Melinda Lewis works in the School of Social Welfare at the University of Kansas. She co-authored a book about student loan debt. She says the problem is societal, and that we shouldn’t be asking teenagers to roll the dice with tens of thousands of dollars.

“Our education system doesn’t do a very good job equipping young people to be good financial actors," she says. "We’re essentially asking a 19-year-old to predict what the return on his or her degree is going to be in an uncertain labor market.”

Credit Courtesy
Melinda Lewis.

Lewis says the U.S. needs to get away from the model of student loans as a way to pay for college. That doesn’t mean asking students to be frugal or work 40 hours a week; it means fixing the system itself.

Lewis says the first step is to reinvest in public higher education.

Data shows that both federal and state governments drastically cut funding for public universities during the great recession, and those paying tuition have taken the brunt of those cuts. Lewis says it’s time to put that money back in the form of cheaper tuition and more widely available grants.

She also says parents and educators should start talking about college when children are still in diapers, not in their junior year of high school.

“If you have 18 or 19 years to save for college, even low-income families can really accumulate significant assets," she says.

She says a child knowing they have a college savings account can have a huge impact on their K-12 education.

“Being able to tell a kid, 'This is your money for when you go to college,' makes that child have better social and emotional competency when they get ready to enter kindergarten," Lewis says. "It can have effects on reading and math scores, on attendance and engagement in school. So there are all these advantages if we start financing college from birth rather than a promissory note when you’re 18.”

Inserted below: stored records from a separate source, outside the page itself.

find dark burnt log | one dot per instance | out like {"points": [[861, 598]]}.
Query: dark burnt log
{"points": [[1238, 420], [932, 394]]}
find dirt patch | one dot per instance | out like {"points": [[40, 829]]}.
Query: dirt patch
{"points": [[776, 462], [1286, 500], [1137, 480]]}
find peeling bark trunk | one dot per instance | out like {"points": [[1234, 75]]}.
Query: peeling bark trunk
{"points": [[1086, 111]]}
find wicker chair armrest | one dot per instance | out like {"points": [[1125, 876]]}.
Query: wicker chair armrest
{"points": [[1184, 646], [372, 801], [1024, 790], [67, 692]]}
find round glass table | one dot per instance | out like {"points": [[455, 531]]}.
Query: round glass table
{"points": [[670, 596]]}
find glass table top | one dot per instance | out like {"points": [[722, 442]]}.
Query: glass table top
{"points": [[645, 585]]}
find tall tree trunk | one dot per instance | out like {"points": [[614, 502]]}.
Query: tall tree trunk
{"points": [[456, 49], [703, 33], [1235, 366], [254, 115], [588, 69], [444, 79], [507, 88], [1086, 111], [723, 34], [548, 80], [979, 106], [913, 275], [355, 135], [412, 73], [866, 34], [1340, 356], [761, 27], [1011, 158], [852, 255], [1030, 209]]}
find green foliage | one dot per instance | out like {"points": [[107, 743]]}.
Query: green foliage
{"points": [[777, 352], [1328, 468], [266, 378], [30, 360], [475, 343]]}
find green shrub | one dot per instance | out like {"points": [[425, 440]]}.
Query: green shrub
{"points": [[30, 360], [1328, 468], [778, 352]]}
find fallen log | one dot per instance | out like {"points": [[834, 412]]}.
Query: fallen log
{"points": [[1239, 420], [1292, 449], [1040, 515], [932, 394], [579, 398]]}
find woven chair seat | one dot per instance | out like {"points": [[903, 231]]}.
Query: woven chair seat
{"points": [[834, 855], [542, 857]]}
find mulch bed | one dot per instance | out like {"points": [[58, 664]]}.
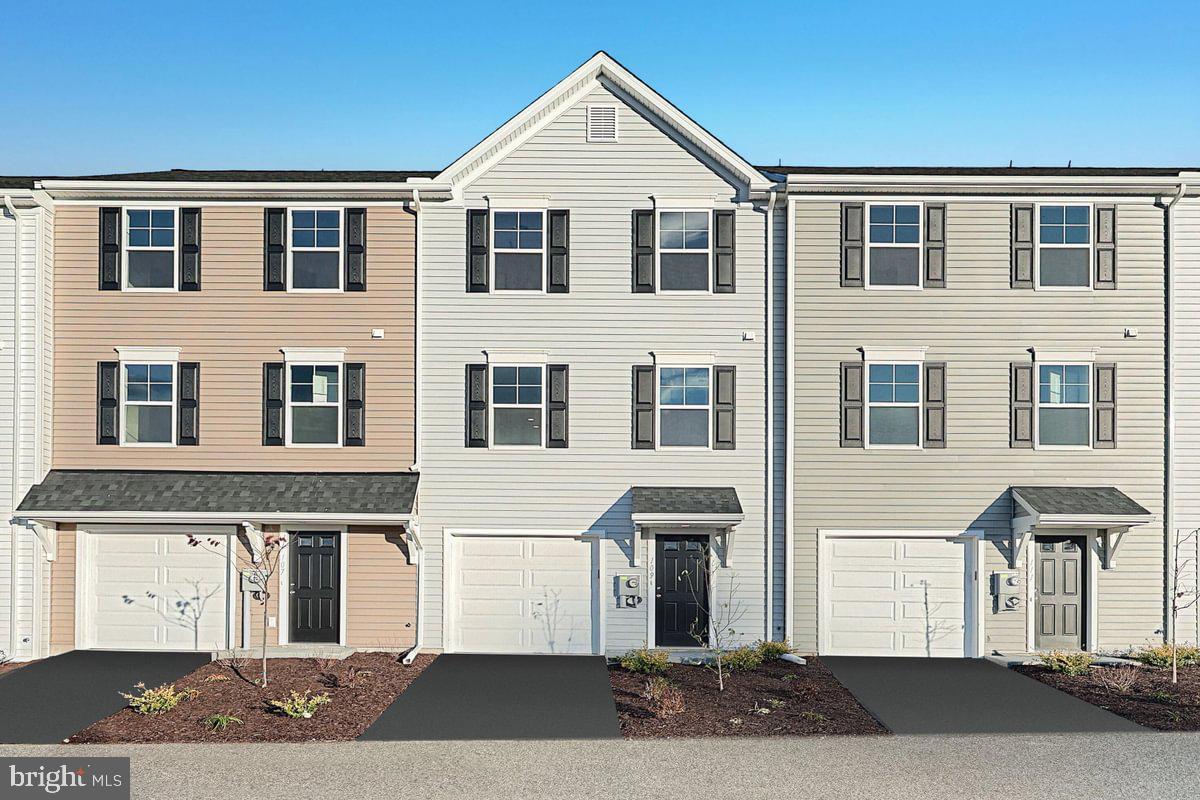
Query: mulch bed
{"points": [[1152, 702], [803, 701], [351, 710]]}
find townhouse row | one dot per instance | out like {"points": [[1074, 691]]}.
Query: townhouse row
{"points": [[600, 383]]}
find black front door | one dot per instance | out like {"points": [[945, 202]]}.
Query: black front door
{"points": [[1061, 591], [681, 595], [316, 570]]}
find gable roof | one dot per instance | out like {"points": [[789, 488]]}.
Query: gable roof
{"points": [[543, 110]]}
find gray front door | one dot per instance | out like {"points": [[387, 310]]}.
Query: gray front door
{"points": [[1061, 593]]}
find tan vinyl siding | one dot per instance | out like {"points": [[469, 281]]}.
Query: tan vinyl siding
{"points": [[232, 326]]}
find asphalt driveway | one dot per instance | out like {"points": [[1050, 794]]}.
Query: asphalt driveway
{"points": [[503, 697], [51, 699], [952, 696]]}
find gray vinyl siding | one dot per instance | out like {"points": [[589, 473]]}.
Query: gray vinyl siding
{"points": [[600, 329], [978, 325]]}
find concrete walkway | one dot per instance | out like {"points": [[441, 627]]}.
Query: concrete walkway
{"points": [[953, 696]]}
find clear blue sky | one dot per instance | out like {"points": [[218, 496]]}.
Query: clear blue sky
{"points": [[113, 86]]}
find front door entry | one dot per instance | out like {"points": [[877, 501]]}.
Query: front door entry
{"points": [[1060, 573], [315, 608], [681, 594]]}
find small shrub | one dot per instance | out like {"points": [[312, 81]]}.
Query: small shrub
{"points": [[1068, 663], [300, 707], [646, 661]]}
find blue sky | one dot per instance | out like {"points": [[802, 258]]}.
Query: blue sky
{"points": [[112, 86]]}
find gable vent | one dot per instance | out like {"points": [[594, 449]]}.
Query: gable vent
{"points": [[601, 122]]}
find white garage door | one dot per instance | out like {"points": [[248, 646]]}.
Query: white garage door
{"points": [[523, 594], [897, 596], [153, 591]]}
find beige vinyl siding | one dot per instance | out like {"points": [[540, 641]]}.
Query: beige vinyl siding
{"points": [[232, 326], [978, 325]]}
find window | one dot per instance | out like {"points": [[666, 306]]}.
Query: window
{"points": [[1065, 405], [316, 251], [684, 402], [519, 258], [148, 404], [315, 404], [150, 248], [1065, 247], [683, 251], [517, 407], [893, 400], [894, 246]]}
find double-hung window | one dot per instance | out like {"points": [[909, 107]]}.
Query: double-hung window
{"points": [[1065, 405], [517, 405], [150, 250], [893, 404], [893, 246], [684, 251], [684, 407], [519, 251], [1065, 247], [315, 252]]}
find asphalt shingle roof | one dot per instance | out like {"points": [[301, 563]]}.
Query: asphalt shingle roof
{"points": [[1103, 500], [69, 489], [685, 499]]}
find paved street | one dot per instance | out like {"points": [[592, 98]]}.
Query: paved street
{"points": [[1144, 764]]}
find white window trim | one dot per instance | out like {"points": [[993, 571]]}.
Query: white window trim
{"points": [[868, 403], [659, 250], [288, 404], [919, 246], [126, 248], [341, 256], [1089, 246], [492, 250], [492, 404], [659, 405]]}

Credit Nadya Faulx/piktochart

Lewis mentions a program in Maine that provides a $500 higher education grant to each child born in the state. The grant can be used at any accredited school in the country.

She also suggests providing more relief to those who have already graduated, those who are in college, and those who will enter college before anything changes.

“This has had consequences that we never predicted and that nobody is happy with," she says. "And so, let's find ways to make sure that those student borrowers are not so disadvantaged just because of the way that they had to finance college."

Lewis says that income-based repayment plans are a step in the right direction. She also supports providing relief in other areas, like underwriting for mortgages or help with retirement plans. This would allow borrowers to keep pace with those peers who avoided student loans.

As the national dialogue continues to talk about a student loan epidemic, Lewis says we can’t afford to scare kids away from higher education. Even if nothing changes, there are mountains of evidence that show that not having a degree is far worse than any amount of debt.